Gravity is the weakest natural force.
Gravity is a force that makes things fall to the ground.
Gravity is a force that holds planets in orbit around stars and keeps stars from flying apart.
Gravity also keeps galaxies together, despite their high speed of rotation or expansion away from each other.
The electromagnetic force is much stronger than gravity.
The electromagnetic force is much stronger than gravity. It is a short range force, which means that it can only act over very small distances. It also acts at close to the speed of light, but because it's so strong you don't notice its effects until you get right next to another object. The electromagnetic force holds atoms together and makes them what they are (without electromagnetism, there would be no chemistry). It's measured in coulombs—the unit used for electric charge—and is 1038 times stronger than gravity! Gravitational forces come into play when one object gets close enough to another to feel them on Earth or any other place with mass."
The strong nuclear force and the weak nuclear force are short range.
The strong nuclear force holds together the protons and neutrons in an atom's nucleus. It also is responsible for binding quarks together to make hadrons, such as mesons and baryons (like protons or neutrons).

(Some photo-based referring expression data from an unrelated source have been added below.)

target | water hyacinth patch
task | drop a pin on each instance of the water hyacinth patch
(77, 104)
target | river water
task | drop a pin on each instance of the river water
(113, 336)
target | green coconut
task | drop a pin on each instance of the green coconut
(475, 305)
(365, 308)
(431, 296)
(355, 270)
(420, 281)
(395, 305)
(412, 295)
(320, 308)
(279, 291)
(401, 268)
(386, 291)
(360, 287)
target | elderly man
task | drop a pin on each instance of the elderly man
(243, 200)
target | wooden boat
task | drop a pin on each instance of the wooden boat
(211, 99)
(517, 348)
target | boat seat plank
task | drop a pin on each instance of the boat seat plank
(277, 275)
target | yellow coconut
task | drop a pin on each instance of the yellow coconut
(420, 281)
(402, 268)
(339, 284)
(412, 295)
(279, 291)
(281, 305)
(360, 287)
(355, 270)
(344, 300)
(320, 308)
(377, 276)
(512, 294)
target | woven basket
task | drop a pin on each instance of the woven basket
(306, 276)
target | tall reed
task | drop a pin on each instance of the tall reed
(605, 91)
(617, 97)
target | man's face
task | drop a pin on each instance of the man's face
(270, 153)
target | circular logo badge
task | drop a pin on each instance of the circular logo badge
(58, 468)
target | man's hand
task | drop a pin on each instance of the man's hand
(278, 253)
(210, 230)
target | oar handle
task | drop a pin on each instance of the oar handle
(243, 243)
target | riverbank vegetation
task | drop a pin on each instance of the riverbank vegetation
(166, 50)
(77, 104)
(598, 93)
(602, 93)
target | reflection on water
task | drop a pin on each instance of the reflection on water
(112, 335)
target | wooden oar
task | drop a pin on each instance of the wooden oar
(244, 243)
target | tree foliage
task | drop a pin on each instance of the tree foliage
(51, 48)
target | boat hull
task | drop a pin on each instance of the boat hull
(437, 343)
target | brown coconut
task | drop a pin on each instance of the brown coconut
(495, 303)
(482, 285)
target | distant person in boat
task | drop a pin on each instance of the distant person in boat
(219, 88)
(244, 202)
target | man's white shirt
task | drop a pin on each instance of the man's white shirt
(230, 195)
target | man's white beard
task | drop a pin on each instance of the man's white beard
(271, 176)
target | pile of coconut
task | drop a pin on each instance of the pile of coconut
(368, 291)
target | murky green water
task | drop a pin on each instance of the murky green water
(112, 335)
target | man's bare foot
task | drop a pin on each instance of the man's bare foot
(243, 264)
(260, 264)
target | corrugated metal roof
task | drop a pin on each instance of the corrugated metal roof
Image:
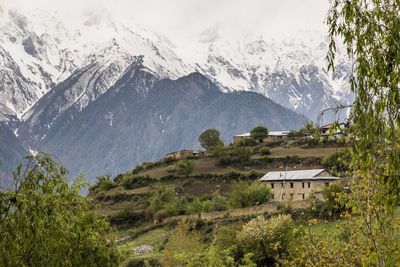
(297, 175)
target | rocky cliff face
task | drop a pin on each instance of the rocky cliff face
(143, 118)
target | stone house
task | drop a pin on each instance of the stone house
(297, 185)
(273, 136)
(183, 153)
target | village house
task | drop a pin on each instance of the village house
(183, 153)
(273, 136)
(297, 185)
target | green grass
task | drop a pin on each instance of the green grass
(152, 238)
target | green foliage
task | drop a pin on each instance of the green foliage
(245, 195)
(164, 203)
(140, 262)
(265, 151)
(259, 133)
(268, 240)
(160, 198)
(104, 183)
(370, 33)
(184, 167)
(247, 142)
(127, 216)
(210, 138)
(130, 181)
(234, 154)
(46, 222)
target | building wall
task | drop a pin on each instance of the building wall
(297, 192)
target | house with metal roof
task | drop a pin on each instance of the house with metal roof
(273, 136)
(297, 185)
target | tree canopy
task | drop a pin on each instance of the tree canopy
(210, 138)
(44, 221)
(259, 133)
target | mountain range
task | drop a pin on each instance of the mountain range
(105, 96)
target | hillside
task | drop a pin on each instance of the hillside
(142, 118)
(126, 200)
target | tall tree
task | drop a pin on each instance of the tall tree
(44, 221)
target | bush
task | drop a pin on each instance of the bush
(184, 167)
(269, 240)
(338, 161)
(245, 195)
(140, 262)
(130, 181)
(161, 198)
(265, 151)
(247, 142)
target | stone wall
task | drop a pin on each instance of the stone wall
(268, 207)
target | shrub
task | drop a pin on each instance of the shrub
(130, 181)
(247, 142)
(268, 240)
(245, 195)
(161, 198)
(184, 167)
(182, 242)
(127, 216)
(265, 151)
(338, 161)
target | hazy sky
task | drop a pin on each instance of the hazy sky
(203, 20)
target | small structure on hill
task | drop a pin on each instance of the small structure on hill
(183, 153)
(273, 136)
(297, 185)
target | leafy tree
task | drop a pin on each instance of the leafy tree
(269, 240)
(44, 221)
(210, 138)
(184, 243)
(184, 167)
(160, 198)
(338, 161)
(259, 133)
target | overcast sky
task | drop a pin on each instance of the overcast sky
(201, 20)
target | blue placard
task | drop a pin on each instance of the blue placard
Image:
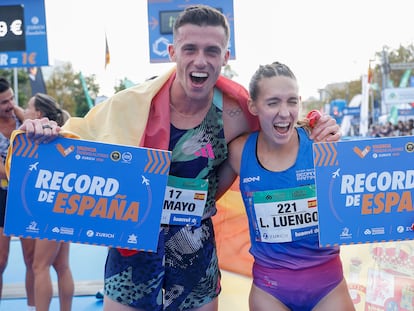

The weak nuclear force causes radioactive decay, which means that an unstable atomic nucleus will spontaneously change into a more stable one. This happens when the nucleus emits some sort of particle that carries away energy from it. The most familiar type of radioactive decay involves beta particles (electrons) being emitted from an unstable nucleus.
The strong nuclear force ties particles together to form protons and neutrons.
The strong force is a type of force that holds together the atomic nucleus, as well as all particles made up of quarks. It is the strongest of the four fundamental forces and has a short range.
In nuclear physics, it is responsible for holding together protons and neutrons to form atomic nuclei, which accounts for most of an atom's mass. The strong force also acts on other particles containing quarks and gluons (such as mesons), but at shorter distances.
Gravity becomes a 'superforce' at very low temperatures.
At the scale of atoms, gravity is a negligible force compared to the other three fundamental forces. However, at very low temperatures, quantum mechanics predicts that the weak nuclear force and electromagnetic force become equal in strength. At even lower temperatures, all four forces become equal in strength (this is called "Fermi-liquidity").
While this may seem like a strange prediction from quantum mechanics (where everything seems to be random), there's an elegant way of understanding this phenomenon using symmetry groups and supersymmetry theory: The strong nuclear force and weak nuclear force are two separate manifestations of one underlying superforce — referred to as SU(3)XSU(2)YU(1). In some sense, they're just different ways of describing the same thing; like how humans have five fingers but also have toes which are basically just tiny versions of their fingers.
If all of the four forces could be unified, they would become one large superforce that may have been what occurred at the beginning of time.
One of the greatest unsolved mysteries in physics today is the unification of all four fundamental forces. At present, these are electromagnetism, strong nuclear force (which binds together quarks to form protons and neutrons), weak nuclear force (responsible for radioactive decay), and gravity. If the two quantum fields that make up electromagnetic force could be combined with one quantum field that makes up strong nuclear force, we might end up with a single unified theory.
The problem is that looking at these disparate fields as separate entities only reveals so much about how they interact with each other; in order to truly understand their relationship we would have to look at them as part of a larger framework. According to this hypothesis, there existed at some point in time a superforce—a single grand unifying theory—that encompassed all four forces but which has since broken apart into what we currently see today: electromagnetism on Earth, strong nuclear force within atoms, weak nuclear force in stars like our Sun and other massive bodies throughout space (such as black holes), and finally gravitational pull between galaxies themselves."